あまりの素行の悪さに教師も手を付けられず、現在、漫研(漫画研究部)を潰してその部室を根城にしている。
本名は血飛沫野バラ。
3-4組の女番長だ。
(安西の野郎、俺をぶつけて共倒れさせんのが狙いか?)
……だが、漫研を狙うのは悪くねぇ。
頭の野バラを倒せば、漫研は俺のもの。
漫画研究部から漫才研究部に変えようが、文句は言われねーハズだ。
そうと決まると、俺は早速、本館の校舎から北側に位置する文化系の部の集まる建物へと向かった。

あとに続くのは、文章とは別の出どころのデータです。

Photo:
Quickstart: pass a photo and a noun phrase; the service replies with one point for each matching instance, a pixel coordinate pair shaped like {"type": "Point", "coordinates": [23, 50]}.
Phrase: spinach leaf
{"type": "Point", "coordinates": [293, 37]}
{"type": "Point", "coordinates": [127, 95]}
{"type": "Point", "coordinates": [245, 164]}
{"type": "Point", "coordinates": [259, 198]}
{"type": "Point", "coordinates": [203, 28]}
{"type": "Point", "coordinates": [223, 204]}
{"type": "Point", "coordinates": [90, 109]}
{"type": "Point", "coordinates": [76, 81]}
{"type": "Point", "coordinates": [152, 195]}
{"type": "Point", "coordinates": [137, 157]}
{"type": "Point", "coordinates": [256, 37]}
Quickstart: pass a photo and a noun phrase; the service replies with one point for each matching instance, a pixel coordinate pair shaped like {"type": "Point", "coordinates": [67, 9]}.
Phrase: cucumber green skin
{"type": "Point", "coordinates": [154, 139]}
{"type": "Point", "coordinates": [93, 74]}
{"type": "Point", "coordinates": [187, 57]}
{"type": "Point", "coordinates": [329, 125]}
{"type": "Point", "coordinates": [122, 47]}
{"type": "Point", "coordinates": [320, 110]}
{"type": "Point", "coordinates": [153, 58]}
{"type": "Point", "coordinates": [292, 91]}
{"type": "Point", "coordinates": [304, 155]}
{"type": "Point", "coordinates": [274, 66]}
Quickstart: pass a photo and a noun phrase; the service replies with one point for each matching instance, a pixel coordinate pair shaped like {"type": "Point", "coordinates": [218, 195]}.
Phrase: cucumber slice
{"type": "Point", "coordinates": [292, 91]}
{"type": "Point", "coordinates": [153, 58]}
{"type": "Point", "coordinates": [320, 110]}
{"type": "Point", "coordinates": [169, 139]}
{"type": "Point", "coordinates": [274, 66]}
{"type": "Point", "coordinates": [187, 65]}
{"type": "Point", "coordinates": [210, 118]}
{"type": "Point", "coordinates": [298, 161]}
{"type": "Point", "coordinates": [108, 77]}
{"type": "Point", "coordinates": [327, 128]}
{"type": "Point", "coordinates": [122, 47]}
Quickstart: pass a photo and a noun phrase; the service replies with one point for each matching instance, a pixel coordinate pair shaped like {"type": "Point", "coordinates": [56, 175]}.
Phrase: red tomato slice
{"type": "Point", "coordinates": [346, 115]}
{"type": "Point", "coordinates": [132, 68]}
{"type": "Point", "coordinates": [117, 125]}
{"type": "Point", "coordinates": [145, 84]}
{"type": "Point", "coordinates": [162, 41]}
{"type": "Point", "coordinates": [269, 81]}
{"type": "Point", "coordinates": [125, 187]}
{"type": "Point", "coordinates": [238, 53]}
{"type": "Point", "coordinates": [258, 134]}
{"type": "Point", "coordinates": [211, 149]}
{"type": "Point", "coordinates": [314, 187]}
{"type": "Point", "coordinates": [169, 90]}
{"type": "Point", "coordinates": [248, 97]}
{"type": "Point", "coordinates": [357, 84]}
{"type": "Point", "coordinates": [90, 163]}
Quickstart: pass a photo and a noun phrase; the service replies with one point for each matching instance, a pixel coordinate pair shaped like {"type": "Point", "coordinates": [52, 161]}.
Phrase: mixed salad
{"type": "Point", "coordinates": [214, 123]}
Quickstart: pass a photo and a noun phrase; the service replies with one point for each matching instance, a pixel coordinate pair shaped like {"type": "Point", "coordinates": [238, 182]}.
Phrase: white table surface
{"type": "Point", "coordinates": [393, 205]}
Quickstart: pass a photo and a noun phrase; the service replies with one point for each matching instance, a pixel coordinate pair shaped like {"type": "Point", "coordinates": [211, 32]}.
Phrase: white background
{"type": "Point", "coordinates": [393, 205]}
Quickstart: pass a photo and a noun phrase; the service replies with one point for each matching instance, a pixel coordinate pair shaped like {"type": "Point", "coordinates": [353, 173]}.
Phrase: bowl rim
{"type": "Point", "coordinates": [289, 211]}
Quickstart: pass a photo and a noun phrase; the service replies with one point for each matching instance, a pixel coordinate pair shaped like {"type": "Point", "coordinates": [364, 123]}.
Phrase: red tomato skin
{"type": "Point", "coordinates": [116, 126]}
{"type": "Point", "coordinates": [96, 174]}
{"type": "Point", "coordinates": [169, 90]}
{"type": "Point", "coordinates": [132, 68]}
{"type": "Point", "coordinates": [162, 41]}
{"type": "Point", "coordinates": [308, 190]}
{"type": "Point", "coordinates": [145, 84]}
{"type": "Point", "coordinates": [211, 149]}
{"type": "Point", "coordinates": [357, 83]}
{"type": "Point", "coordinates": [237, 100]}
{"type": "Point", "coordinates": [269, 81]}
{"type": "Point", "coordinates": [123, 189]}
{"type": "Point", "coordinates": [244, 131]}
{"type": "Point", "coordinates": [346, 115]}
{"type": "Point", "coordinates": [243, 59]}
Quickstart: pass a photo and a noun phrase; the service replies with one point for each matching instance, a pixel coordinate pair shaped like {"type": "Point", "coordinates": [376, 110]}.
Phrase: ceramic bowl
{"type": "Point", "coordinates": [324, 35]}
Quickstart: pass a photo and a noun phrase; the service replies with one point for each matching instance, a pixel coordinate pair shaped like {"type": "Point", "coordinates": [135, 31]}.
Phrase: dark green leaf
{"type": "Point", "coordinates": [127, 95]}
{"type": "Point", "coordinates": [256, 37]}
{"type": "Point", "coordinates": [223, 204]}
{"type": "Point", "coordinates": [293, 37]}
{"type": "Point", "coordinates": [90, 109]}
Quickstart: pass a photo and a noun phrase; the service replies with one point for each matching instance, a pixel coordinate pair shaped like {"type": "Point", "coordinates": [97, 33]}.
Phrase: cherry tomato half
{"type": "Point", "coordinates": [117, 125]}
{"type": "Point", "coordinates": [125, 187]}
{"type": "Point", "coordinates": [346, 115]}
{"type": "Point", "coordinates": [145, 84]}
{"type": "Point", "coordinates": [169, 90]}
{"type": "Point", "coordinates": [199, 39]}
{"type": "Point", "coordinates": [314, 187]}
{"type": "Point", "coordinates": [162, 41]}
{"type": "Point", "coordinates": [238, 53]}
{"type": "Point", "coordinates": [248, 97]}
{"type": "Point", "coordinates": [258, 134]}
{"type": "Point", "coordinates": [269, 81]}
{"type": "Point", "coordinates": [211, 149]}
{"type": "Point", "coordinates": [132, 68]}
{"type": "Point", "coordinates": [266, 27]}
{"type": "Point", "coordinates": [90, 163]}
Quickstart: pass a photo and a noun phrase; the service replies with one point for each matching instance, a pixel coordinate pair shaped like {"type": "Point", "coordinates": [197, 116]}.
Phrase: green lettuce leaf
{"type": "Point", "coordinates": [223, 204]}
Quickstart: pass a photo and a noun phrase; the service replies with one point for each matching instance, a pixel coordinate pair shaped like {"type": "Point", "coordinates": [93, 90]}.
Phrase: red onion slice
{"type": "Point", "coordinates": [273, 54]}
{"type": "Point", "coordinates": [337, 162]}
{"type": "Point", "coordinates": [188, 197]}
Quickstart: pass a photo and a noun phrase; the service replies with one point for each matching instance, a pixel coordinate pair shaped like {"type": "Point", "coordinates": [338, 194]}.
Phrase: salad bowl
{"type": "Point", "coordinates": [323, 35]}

部室として使われている校舎は2棟あり、向かって左が漫研のある棟だ。
3階まであって、それぞれの部屋の数は10。
漫画研究部はその3階の一番角部屋にある。
校舎に入り、階段を一段飛ばしで駆け上がると、俺はダッシュでそこへ向かう。
「あっ! そっちは行かない方が……」
生徒の一人が俺を引き留めようとするのを無視して、例の部室へとやって来ると、思い切り扉を開けた。
(おえっ、煙っ……)
タバコの煙が辺りを覆い、卓を囲むように生徒が4人。
どうやら、麻雀をしている最中らしい。
その中に、黒髪を後ろに結って、タバコをくわえている女を発見した。
野バラだ。
「……あ?」
俺は廊下で新鮮な空気を吸い直してから言った。
「……よう、野バラ。 ちょっと顔かせよ」
すると、卓の囲ってた一人の男子生徒が立ち上がる。
「……」
俺を睨みつけた後、男が野バラに耳打ちする。
「コイツ、3-2組の向日葵ッスよ」
「おお、かわいい名前のひまちゃんか。 ウチに何のようだよ」
「道場破りだよ。 漫研の看板かけてタイマン張れや。 嫌とは言わせねぇぜ」
「ふ~ん。 ……可愛がってやんな」
野バラが指示を出すと、横の男が拳を振り上げる。
それをかいくぐり、俺は男の後頭部にツッコミを入れた。